According to one feature of the invention, the snap-fit fastening member comprises at least one tab extending from the body of the support element and a ramp projecting from said tab. The body of the support element thus extends by at least one snap-fit fastening member, and the number of these snap-fit fastening members on the support may for example depend on the size of the support. The greater the number of snap-fit fastening members, the greater the mechanical retention force. The snap-fit fastening member, more specifically its tabs, originates from the body of the support element and extends along an axis perpendicular to the elongated axis of the support element. The tab is configured to be inserted into one of the heat dissipating elements received in the heat sink frame.

The snap-fit fastening member includes at least one ramp projecting relative to the tab. The ramp is in particular provided at the free end of the tab, i.e. at the end opposite the support element. The ramp has an inclined wall that facilitates insertion of the fastening member into the heat dissipating element of the heat sink. A stop face, perpendicular to the main extension plane of the tab and positioned in the opposite direction to the inclined wall, makes it possible to form a stop against said heat dissipating element, to oppose the disengagement of the snap-fit fastening member and to retain the fastening member inside the heat dissipating element of the heat sink. The position of the temperature measuring device is then mechanically fixed by the sloping stop face of the fastening member. The tabs of the fastening member may form the base of a plurality of ramps to provide improved hooking of the radiating element of the heat sink. If the heat-dissipating element of the heat sink comprises louvers, the stop face of the ramp can, for example, hook into the louvers of the heat-dissipating element.

According to one feature of the invention, the support element has an elongated shape in a longitudinal direction along which a plurality of recesses are positioned in series, and the snap-fit fastening members are aligned in the same longitudinal direction, so that each snap-fit fastening member interacts with a heat dissipating element specific thereto.
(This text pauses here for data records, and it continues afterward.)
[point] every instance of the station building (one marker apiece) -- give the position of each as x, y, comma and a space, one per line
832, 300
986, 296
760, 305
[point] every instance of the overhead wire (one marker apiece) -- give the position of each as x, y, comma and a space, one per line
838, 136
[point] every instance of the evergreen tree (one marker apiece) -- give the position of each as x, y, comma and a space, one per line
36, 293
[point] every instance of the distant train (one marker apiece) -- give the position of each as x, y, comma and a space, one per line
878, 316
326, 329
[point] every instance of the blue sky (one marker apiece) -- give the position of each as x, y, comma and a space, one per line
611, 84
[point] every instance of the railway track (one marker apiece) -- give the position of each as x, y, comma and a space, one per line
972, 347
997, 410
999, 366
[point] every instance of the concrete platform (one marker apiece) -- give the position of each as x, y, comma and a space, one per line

The temperature measuring device may thus house a plurality of temperature sensors, which may be aligned with each other in a main direction parallel to the direction of elongation of the support element, in particular in a direction parallel to the direction in which the heat dissipating element and the heating element are stacked one on top of the other in the heating body of the heat sink. The temperature sensors may thus be aligned in a direction that ensures measurement of the heating temperature in a plurality of individual regions of the heating body corresponding to a plurality of heat radiating elements. It is clear that in this embodiment the temperature sensors are separated from adjacent sensors by a sufficient distance so that each of said temperature sensors makes meaningful measurements in relation to each other. The temperature measuring device is positioned on a face of the heat sink, advantageously the output face of the heat sink emitting an air flow, the temperature of which is raised by heating of the heating element of the heat sink.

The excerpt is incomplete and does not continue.